Chris Hoy was part of a decorated cycling team at the Beijing Olympics
Athletics and cycling have been given huge increases in grass-roots funding as part of Sport England's plans to get one million people more active by 2012.
The body has pledged £480m spread across 46 sports and has handed 14 sports, including handball and fencing, funding for the first time.
Athletics investment has more than tripled to £20.4m while cycling has doubled to more than £24.3m.
The funds are spread out over four years from 2009 to 2013.
Getting more people playing sport was a key factor in helping London win the right to host the 2012 Olympics.
SPORT ENGLAND FUNDING
Rugby Union: £30.7m
Rugby League: £29.4m
And according to results released last week from a Sport England survey of 191,000 people, the number of over-16s playing sport at least three times a week is now 6.8 million, 16.5% of the adult population.
But Sport England wants to increase that figure and amongst the sports to receive over £20m in funding, the British Tennis Foundation has pledged to double the £26.8m investment it will receive from Sport England.
Football, expectedly, is the biggest winner with more than £25m added to the £60m given to the Football Foundation which invests grants at grass-roots level.
Cricket, however, will only get a 3% increase of £1m - to £37.8m, but the England and Wales Cricket Board remains the governing body receiving the most cash.
Table tennis, which was frustrated by cutbacks to its elite programme when UK Sport announced its Olympic funding plans earlier in December, will see its funds slightly increase to £9.3m, up from £8.12m.
Other sports to win grass-roots funding for the first time include wheelchair basketball and taekwondo.
This will be a tough challenge, but with this huge investment in the broadest range of sports, we believe it can be done
Andy Burnham, secretary of state for culture, media and sport
Andy Burnham, secretary of state for culture, media and sport, said the London Games provided the perfect chance to inspire people to take up sport.
Burnham said: "Ahead of 2012, we have a once-in-a-lifetime opportunity to get more people participating regularly in sport. This will be a tough challenge, but with this huge investment in the broadest range of sports, we believe it can be done."
UK Athletics chief executive Niels de Vos said: "Sport England's investment into the grassroots of athletics now matches that of UK Sport into elite athletics, which is essential for the health and development of the sport.
"With this funding package, Sport England have soundly endorsed the shared vision and strategy of both UKA and England Athletics.
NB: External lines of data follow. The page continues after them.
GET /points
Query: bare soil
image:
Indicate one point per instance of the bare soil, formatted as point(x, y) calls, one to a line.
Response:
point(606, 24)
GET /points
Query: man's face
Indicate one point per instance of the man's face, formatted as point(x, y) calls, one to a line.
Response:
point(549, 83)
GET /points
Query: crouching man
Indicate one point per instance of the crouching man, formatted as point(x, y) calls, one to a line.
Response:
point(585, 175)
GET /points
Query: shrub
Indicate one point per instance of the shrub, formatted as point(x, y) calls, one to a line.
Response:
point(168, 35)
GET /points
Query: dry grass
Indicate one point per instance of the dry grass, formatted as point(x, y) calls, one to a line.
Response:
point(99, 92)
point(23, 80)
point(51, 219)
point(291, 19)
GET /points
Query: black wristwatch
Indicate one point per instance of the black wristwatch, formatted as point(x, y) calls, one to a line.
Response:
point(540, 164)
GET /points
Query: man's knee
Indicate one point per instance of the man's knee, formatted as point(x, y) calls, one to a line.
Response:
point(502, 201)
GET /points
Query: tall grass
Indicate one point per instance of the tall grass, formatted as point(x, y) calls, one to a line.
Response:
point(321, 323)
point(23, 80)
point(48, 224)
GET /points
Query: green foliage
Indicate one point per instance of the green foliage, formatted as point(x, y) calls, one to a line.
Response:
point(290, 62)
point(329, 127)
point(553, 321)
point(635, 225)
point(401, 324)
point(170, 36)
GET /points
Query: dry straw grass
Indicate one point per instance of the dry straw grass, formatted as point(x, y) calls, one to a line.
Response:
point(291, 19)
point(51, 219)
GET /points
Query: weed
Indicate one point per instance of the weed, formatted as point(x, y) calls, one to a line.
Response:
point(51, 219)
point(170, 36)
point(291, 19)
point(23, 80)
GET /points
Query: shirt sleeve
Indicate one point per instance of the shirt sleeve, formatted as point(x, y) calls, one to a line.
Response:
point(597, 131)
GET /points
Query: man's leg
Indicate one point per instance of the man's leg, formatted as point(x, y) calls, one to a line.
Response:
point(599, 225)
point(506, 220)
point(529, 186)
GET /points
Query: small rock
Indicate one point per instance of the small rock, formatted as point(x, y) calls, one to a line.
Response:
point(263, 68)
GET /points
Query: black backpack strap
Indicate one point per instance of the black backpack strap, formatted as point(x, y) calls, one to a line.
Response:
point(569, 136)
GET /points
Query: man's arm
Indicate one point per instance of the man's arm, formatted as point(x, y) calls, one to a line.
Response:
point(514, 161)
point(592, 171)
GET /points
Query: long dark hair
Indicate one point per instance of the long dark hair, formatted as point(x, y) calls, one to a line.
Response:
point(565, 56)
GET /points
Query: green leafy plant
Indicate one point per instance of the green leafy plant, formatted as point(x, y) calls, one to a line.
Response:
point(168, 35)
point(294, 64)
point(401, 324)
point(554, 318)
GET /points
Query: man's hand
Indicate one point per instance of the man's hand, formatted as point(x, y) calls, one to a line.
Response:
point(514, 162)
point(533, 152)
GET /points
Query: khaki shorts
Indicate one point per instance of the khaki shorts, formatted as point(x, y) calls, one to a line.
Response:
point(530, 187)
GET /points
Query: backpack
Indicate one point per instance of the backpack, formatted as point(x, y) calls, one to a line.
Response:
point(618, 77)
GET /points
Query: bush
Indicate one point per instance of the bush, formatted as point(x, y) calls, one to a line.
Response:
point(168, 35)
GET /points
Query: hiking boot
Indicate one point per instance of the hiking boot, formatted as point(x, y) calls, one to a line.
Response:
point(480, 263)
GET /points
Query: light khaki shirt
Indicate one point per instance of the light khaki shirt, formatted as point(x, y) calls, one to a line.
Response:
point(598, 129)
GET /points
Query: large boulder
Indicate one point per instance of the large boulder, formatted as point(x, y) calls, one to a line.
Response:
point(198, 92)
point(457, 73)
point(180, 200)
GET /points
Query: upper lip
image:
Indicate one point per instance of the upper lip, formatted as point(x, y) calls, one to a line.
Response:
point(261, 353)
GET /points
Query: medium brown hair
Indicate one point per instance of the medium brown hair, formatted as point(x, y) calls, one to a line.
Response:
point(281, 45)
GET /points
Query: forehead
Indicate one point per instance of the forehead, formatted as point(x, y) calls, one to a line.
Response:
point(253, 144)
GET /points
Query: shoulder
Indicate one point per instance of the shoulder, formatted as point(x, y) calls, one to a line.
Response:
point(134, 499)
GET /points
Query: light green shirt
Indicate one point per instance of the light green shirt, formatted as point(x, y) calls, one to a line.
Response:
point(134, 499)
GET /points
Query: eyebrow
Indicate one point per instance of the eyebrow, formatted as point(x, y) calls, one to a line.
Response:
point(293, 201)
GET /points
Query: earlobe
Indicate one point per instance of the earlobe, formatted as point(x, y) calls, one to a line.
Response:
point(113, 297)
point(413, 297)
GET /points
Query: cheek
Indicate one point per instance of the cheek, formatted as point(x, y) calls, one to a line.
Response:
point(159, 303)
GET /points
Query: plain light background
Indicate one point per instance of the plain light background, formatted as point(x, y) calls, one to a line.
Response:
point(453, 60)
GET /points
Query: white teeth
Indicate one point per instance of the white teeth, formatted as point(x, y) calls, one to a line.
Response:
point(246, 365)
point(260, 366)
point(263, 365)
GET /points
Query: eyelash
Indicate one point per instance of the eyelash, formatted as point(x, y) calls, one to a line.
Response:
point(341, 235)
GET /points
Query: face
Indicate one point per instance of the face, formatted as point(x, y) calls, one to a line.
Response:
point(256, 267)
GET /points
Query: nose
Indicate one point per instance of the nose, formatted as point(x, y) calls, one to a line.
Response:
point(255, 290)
"I look forward to working with England on a shared strategy designed to improve the sport from all levels from junior clubs to internationals."
Mike Summers, chief executive of England Athletics, who will help allocate the sport's money, added: "It is great news that we will have £5m per year for each of the next four years.
"The money will now be delivered at the point where it will have maximum impact for the sport."
The rugby league fraternity were also pleased with the results use the cash to increase participation by developing alternative forms of the game such as tag rugby and creating more opportunities for over-35s and women.
The RFL has also detailed plans to further develop the game beyond its traditional heartland.
RFL chief executive Nigel Wood said: "With this level of this funding award, the RFL's 'Whole Sport Plan' has been recognised by Sport England for its robust and detailed nature and its high quality.
"The level of funding also reflects the confidence Sport England has in the RFL to deliver its objectives. This reputation has been earned by our collective efforts and achievements in recent years."